All of this is great news, and if we could just put the sequester aside, we’d be in great shape. But unfortunately, Congress hasn’t put it aside. They gave us the flexibility to cancel the employee furloughs for the remainder of the year, but the sequester continues, and we still have to cut $637 million. Yes, we were able to transfer $253 million from a source previously off limits – the airport grant program. But we still have to cut $384 million from other areas by September 30. This means we have to maintain cuts in areas like staffing, hiring, awards, contracts, training, and travel.
We’ve cut our spare parts inventory, which may increase restoration time during outages and reduce system efficiency. We may have to postpone technology and procedural deployments that were slated for completion this year. Components of our ADS-B trials with Jet Blue may be delayed. And our ability to train and certify people to maintain and operate new technologies is limited.
Looking ahead to FY2014, the budget situation is still very uncertain. Congress has taken care of this situation until the end of the fiscal year, but two more things have to be dealt with. First, unless the sequester is permanently fixed, it will last for ten years. Congress must cancel it and give us the funding certainty that will enable us to properly plan our future activities as an agency.
Second, we need an appropriations act for FY14. We’ve been running on a continuing resolution for FY13. Under this situation, it’s hard to have a thoughtful discussion about how to move forward. The President’s budget requests $15.6 billion for the FAA. This budget would support our critical safety programs, modernize our aviation infrastructure, and strike a balance between maintaining current infrastructure while deploying key NextGen programs to support the growth and changes in aviation.

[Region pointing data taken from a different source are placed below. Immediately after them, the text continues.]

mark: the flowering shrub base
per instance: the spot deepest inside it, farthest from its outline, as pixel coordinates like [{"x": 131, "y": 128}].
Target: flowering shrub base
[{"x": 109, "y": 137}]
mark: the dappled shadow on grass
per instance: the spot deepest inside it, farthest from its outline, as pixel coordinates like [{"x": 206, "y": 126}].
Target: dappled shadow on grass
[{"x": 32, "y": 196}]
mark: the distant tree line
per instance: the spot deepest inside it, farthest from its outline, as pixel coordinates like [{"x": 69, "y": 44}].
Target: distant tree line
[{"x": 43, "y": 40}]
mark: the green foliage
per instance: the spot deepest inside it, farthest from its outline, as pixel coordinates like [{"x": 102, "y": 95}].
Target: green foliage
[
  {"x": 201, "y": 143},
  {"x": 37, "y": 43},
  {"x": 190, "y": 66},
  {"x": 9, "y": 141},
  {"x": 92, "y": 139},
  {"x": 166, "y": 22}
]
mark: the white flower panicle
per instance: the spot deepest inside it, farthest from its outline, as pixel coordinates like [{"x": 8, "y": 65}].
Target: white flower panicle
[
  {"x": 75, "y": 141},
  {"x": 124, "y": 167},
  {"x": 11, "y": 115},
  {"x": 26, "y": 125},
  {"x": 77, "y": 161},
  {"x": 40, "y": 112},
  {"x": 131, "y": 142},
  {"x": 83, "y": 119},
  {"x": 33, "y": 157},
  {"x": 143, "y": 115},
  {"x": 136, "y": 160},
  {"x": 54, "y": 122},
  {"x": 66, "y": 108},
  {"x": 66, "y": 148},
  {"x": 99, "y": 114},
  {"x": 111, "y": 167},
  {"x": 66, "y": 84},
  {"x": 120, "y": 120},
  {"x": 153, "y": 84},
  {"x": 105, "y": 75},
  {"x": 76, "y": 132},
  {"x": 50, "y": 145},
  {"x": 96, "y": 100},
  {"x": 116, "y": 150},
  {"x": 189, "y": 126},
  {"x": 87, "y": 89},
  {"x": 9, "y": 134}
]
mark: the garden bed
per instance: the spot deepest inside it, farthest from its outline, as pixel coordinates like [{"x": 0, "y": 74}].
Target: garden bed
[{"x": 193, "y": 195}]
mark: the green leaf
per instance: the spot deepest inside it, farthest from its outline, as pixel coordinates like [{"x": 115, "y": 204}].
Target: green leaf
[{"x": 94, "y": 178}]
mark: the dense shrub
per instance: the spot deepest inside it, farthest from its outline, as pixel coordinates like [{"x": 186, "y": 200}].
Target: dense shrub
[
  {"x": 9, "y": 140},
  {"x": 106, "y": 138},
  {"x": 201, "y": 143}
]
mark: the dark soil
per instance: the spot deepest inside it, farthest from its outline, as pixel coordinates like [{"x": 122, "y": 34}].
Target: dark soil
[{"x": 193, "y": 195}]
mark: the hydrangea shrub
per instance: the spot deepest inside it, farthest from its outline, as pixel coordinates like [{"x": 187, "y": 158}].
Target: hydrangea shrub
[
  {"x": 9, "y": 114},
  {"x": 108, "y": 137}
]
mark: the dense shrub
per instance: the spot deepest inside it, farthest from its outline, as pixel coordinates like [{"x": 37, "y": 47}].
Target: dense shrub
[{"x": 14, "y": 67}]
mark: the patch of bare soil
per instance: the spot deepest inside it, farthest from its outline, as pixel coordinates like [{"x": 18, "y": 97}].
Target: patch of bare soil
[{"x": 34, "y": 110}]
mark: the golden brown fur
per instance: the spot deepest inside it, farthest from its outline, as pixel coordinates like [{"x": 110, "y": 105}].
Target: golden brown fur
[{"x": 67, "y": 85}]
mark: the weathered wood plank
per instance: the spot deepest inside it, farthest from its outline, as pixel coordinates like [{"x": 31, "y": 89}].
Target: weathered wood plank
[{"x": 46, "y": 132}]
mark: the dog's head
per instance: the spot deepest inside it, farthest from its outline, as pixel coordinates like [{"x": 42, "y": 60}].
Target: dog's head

It does all this at funding levels that are $351 million lower than FY 2012.
But unless these two things are dealt with, we’re looking at a very uncertain fiscal environment.
In closing, I hope the sequester is resolved as quickly as possible. If it remains in effect, the FAA may be required to cut even more next year than we did this year. Because of the financial uncertainty, we can hope for the best, but we have to plan for the worst. This is not a sustainable course of action, and it’s no way to run a government.
 Published in the soon-to-be-released 2013 NextGen Implementation Plan. The NextGen Office is using these numbers now, and provided them for this speech.